Implementation of the LLaMA language model based on nanoGPT. Supports flash attention, Int8 and GPTQ 4bit quantization, LoRA and LLaMA-Adapter fine-tuning, pre-training. Apache 2.0-licensed.
Apache License 2.0
5.9k stars 506 forks source link

How to train 13B version on 8bit with LoRA #413

Open raj-khare opened 1 year ago

raj-khare commented 1 year ago

I want to train the 13B Lllama but with 8bit quantization LoRA. Rn it takes 70GB of GPU RAM which is quite a lot.
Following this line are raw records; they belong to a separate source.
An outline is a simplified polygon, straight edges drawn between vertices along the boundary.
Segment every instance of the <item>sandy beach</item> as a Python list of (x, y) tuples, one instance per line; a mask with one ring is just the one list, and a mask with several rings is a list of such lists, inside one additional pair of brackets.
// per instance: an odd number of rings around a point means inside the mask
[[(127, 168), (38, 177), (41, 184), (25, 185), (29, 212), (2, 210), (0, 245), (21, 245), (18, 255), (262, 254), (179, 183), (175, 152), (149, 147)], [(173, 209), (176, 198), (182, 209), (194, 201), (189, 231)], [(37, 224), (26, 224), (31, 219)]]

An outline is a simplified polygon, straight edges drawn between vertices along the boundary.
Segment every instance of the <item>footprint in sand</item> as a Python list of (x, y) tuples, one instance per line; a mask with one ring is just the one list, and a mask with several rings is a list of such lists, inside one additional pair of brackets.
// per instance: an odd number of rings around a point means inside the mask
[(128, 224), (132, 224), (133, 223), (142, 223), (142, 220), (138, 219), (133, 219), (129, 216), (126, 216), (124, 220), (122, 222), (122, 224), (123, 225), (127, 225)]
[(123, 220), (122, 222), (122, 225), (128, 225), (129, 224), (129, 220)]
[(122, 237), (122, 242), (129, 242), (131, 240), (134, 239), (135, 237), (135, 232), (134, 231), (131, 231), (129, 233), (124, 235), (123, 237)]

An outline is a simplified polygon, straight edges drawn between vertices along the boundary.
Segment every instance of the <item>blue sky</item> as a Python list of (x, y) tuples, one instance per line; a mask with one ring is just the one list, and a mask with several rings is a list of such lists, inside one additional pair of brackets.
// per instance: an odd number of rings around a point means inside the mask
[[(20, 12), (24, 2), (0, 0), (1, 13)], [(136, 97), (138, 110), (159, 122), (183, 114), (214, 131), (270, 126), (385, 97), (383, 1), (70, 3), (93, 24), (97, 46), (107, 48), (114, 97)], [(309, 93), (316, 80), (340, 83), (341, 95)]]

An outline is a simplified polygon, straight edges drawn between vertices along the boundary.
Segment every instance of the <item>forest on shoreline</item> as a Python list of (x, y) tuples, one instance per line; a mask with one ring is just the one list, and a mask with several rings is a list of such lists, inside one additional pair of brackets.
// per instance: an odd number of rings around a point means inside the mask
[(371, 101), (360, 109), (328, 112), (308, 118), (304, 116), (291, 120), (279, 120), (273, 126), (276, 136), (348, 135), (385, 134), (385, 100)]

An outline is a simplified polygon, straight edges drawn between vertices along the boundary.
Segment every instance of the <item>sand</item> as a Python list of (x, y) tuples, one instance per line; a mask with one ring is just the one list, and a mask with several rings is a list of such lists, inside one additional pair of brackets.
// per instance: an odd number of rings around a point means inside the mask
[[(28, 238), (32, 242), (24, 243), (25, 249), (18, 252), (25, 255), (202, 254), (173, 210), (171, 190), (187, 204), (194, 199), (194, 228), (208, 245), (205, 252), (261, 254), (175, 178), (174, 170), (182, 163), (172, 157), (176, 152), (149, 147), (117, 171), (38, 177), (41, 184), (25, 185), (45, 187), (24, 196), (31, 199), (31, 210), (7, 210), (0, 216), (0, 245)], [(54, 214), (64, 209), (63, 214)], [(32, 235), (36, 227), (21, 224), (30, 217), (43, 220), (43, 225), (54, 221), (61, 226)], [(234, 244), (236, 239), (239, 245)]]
I'm using 8xA100-80GB.

lora.py

# Hyperparameters
learning_rate = 3e-4
batch_size = 64
micro_batch_size = 1
gradient_accumulation_iters = batch_size // micro_batch_size
assert gradient_accumulation_iters > 0
max_iters = 50000 * 3 // micro_batch_size
weight_decay = 0.0
max_seq_length = 4096  # see scripts/prepare_alpaca.py
lora_r = 8
lora_alpha = 16
lora_dropout = 0.05
warmup_iters = 100
image
def main(
    data_dir: str = "dataset", 
    pretrained_path: str = "/scratch/checkpoints/lit-llama/13B/lit-llama.pth",
    tokenizer_path: str = "/scratch/checkpoints/lit-llama/tokenizer.model",
    out_dir: str = "out/lora",
):

    fabric = L.Fabric(accelerator="cuda", devices=8, precision="bf16-true")
    fabric.launch()
    fabric.seed_everything(1337 + fabric.global_rank)
    ...
snake-4 commented 12 months ago

Training can't be done with quantized weights, as the steps would fall within the quantization error threshold.

AjibolaPy commented 2 months ago

Can I quantize and finetuned an llm of bf16 with qlora 4bit?.